Венеция. Под кожей города любви - Бидиша - Страница 33
- Предыдущая
- 33/71
- Следующая
ГЛАВА СЕДЬМАЯ
Прервать влажное августовское бездействие, вылившееся в художественно-кофейную одиссею, меня вынуждают полные мольбы глаза гипсовой Девы Марии во Фрари. Лик Мадонны выполнен мастерски — кажется, что Ее взгляд, обращенный вовнутрь, постоянно ускользает, и в то же время Она смотрит на тебя. Но что мне по-настоящему нравится, так это картины, посвященные Благовещению, — мои самые любимые принадлежат кисти Фра Анджелико: тишина, внимание и ожидание. Я всегда представляю, как Дева Мария сидит у себя в комнате, переворачивает страницы книги и вдруг ощущает какое-то изменение — что-то в воздухе, потом Она поднимает глаза и видит архангела Гавриила с легкой улыбкой на устах… Архангела Гавриила изображают по-разному. В Венеции, я это заметила, они хрупки и привлекательны, это наводит на мысль о том, что именно хотели сказать живописцы. Возьмем хотя бы церковь Сан-Видал с весьма и весьма интересным скульптурным рельефом Благовещения.
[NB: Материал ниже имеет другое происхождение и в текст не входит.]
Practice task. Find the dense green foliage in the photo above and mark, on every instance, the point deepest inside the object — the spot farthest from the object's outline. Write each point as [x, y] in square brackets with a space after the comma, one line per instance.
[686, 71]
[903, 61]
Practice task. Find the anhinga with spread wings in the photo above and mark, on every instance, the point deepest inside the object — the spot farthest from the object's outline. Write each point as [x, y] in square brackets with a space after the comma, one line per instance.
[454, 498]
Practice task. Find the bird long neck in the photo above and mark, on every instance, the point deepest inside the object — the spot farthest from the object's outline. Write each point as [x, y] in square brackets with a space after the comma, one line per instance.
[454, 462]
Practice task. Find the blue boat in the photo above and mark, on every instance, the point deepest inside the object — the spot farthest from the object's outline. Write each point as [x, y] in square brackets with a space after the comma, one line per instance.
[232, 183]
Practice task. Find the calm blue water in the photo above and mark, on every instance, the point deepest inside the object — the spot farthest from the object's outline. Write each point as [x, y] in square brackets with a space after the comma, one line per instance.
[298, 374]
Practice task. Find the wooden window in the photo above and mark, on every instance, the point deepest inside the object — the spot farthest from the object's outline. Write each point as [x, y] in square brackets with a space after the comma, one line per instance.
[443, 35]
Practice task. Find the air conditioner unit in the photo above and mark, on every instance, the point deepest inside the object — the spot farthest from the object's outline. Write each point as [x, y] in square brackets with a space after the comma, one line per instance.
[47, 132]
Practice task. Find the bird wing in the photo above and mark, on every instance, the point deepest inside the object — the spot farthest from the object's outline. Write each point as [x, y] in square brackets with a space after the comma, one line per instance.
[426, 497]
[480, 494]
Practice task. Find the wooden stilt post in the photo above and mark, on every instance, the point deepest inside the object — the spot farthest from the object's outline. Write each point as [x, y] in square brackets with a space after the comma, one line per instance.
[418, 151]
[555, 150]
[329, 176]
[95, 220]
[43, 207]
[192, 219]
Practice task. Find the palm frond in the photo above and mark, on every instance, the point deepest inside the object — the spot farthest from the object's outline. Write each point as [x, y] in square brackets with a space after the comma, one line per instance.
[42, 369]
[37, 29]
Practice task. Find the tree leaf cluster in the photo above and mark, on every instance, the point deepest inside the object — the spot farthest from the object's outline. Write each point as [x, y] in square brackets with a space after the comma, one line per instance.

Скульптор (Тарсиа) изобразил архангела Гавриила юным и обнаженным (он лишь слегка прикрыт тканью), как сказали бы сейчас, накачанным, с полузастенчивым-полугорделивым выражением ожидания на лице. В руке Гавриил держит цветы, будто предлагая Марии себя в качестве утешительного приза в дипломатических переговорах насчет того, чтобы принять дитя от самого Бога.
Навещаю мрачную церковь Санто-Стефано. На полу большие шероховатые плиты — ромбы кораллового и кремового цвета, необычный, поделенный на квадраты потолок, тонкая нежная живопись. В темной капелле ди Сан-Микеле, крайней слева, я обнаруживаю мраморную фигуру святого Михаила. Автор мне неизвестен. В развевающихся одеяниях, крылатый, с копьем, он кажется дохристианским героем. В полумраке статуя едва различима, находится она в чем-то вроде ниши, обрамленной написанными на черном фоне золотыми листьями и ветвями — просто несказанная красота. Стою долго, вглядываюсь в тени, потом, повернувшись, неожиданно оказываюсь лицом к лицу с Иисусом из красного мрамора, очень жилистым, изможденным. Он висит на кресте, и видно, как мучительно страдает от боли, — а перед Ним ряды и ряды зажженных свечей от верующей паствы.
Выйдя, я отваживаюсь заглянуть в «Торро», бар-бистро у подножия моста Фрари. Дядька, хозяин бара, обычно на меня рычит, но за его грубостью читается расположение. Лет пятидесяти с небольшим, он был бы красивым, если бы не странные краски: холодная, совершенно серая кожа, темно-серая седина с металлическим отливом (довольно длинные волосы закрывают уши), бескровные серо-фиолетовые губы, и к тому же он весь составлен из углов. Симпатичный труп. Я сижу наверху и рассматриваю бар в необычном ракурсе. Верхний этаж имеет форму галереи, в полу сделано большое отверстие, чтобы смотреть вниз. Мертвый хозяин поднимается и ставит на мой столик (он в отдельной кабинке) персональную лампу в стиле ар-деко.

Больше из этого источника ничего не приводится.